On connaît bien l’histoire de la Seconde Guerre mondiale, souvent du point de vue des nazis ou des Résistants. Mais depuis quelque temps, il semble que le voile se lève sur un tabou longtemps respecté : l’histoire des Allemands, exilés dans d’autres pays, et rejetés par les autochtones une fois la guerre scellée. On se souvient que Knud Romer était traité de « Cochon d’Allemand » au Danemark, véritable insulte le laissant à l’écart de ses camarades, bon petits Danois n’ayant pas pactisé avec ce diable d’Hitler.
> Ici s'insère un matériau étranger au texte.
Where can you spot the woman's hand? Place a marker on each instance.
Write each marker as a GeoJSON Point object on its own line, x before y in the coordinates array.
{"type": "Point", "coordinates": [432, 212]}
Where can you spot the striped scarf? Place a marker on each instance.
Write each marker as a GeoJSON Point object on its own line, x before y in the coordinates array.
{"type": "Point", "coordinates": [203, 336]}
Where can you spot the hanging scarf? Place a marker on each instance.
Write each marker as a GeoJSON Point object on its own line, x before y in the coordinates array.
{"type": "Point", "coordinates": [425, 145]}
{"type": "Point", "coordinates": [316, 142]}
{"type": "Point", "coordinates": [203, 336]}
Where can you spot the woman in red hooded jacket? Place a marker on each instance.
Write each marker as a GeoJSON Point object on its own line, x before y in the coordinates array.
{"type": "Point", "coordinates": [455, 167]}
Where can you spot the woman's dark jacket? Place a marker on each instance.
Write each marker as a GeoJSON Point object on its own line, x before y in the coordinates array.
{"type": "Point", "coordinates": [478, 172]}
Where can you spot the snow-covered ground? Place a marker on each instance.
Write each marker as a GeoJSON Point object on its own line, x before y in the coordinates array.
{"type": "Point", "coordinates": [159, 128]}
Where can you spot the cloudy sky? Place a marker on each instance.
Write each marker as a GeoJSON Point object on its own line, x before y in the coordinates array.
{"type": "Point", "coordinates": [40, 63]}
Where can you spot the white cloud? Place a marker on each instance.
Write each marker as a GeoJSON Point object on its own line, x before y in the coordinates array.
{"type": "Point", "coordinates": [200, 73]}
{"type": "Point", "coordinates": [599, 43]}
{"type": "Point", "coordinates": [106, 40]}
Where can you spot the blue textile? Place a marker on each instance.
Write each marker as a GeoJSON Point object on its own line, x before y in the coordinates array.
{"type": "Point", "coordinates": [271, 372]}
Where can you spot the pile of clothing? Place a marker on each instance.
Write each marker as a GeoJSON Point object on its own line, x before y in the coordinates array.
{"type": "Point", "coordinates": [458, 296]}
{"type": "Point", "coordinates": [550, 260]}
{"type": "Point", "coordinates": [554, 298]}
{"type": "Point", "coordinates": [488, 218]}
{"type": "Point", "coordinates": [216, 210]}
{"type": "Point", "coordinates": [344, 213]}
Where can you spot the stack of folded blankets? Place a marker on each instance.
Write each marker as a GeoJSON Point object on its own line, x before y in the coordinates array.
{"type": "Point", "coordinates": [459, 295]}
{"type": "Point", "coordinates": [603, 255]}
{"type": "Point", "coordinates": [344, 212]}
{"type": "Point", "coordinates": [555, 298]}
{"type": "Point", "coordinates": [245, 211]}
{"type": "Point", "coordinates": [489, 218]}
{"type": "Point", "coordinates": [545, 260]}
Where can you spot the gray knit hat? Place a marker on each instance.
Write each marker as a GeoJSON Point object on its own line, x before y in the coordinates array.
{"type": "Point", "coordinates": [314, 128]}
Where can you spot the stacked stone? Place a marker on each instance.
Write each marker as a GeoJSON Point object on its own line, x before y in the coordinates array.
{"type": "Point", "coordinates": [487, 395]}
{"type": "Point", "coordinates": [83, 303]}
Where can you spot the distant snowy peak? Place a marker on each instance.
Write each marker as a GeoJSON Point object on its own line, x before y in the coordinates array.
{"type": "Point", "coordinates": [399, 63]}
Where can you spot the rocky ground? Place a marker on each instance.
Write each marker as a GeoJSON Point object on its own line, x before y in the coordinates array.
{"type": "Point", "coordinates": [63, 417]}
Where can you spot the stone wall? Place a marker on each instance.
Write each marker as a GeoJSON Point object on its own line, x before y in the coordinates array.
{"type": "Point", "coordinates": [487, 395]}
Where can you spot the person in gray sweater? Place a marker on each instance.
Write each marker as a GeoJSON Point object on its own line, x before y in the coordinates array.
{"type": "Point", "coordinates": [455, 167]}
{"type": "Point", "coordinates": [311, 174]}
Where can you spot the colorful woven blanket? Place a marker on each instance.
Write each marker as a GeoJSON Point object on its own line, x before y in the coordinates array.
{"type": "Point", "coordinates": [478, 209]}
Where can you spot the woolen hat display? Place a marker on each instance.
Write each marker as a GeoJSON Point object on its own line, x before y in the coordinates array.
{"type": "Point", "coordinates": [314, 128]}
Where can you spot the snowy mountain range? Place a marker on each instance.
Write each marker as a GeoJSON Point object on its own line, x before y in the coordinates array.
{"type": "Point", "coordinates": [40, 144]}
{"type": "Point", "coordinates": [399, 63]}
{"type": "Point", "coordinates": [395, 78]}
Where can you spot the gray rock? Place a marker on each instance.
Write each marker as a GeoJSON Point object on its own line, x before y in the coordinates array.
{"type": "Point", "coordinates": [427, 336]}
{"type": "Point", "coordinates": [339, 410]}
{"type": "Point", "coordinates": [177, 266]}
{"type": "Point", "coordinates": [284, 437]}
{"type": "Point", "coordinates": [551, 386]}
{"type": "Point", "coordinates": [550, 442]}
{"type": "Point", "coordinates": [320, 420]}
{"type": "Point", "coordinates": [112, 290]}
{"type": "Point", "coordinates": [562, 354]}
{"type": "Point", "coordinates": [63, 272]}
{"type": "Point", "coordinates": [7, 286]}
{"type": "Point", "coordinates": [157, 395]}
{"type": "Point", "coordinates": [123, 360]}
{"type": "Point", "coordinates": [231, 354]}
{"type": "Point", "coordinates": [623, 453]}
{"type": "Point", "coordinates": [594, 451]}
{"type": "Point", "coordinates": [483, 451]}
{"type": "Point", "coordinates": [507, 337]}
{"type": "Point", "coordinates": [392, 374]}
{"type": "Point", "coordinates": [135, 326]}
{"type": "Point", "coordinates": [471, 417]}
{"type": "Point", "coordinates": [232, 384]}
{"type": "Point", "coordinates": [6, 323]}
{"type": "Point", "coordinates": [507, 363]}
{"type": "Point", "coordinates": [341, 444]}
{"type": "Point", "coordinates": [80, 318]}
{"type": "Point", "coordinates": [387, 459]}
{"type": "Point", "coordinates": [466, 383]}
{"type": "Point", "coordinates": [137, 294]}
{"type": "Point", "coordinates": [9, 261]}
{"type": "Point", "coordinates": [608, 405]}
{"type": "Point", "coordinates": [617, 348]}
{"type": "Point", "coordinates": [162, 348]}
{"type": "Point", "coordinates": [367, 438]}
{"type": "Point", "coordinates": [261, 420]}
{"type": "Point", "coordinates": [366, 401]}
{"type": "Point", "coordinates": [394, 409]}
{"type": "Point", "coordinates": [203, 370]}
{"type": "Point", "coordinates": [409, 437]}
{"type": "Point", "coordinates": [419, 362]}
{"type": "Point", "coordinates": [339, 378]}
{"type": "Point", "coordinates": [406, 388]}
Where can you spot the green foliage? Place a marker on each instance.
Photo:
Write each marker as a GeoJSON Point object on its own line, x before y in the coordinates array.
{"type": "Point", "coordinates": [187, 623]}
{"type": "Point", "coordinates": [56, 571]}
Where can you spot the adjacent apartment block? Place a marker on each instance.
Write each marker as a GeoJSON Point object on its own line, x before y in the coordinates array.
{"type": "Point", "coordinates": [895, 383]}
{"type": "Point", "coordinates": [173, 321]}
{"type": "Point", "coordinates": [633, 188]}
Rohmer n’est guère le seul à avoir voulu exorciser cette souffrance : Les Inachevés de Reinhard Jirgl raconte l'histoire de quatre femmes de trois générations différentes, chassées du village Komotau dans les Sudètes à la fin de l'été 1945 et les implications ainsi que le traumatisme que cela suscita en elles.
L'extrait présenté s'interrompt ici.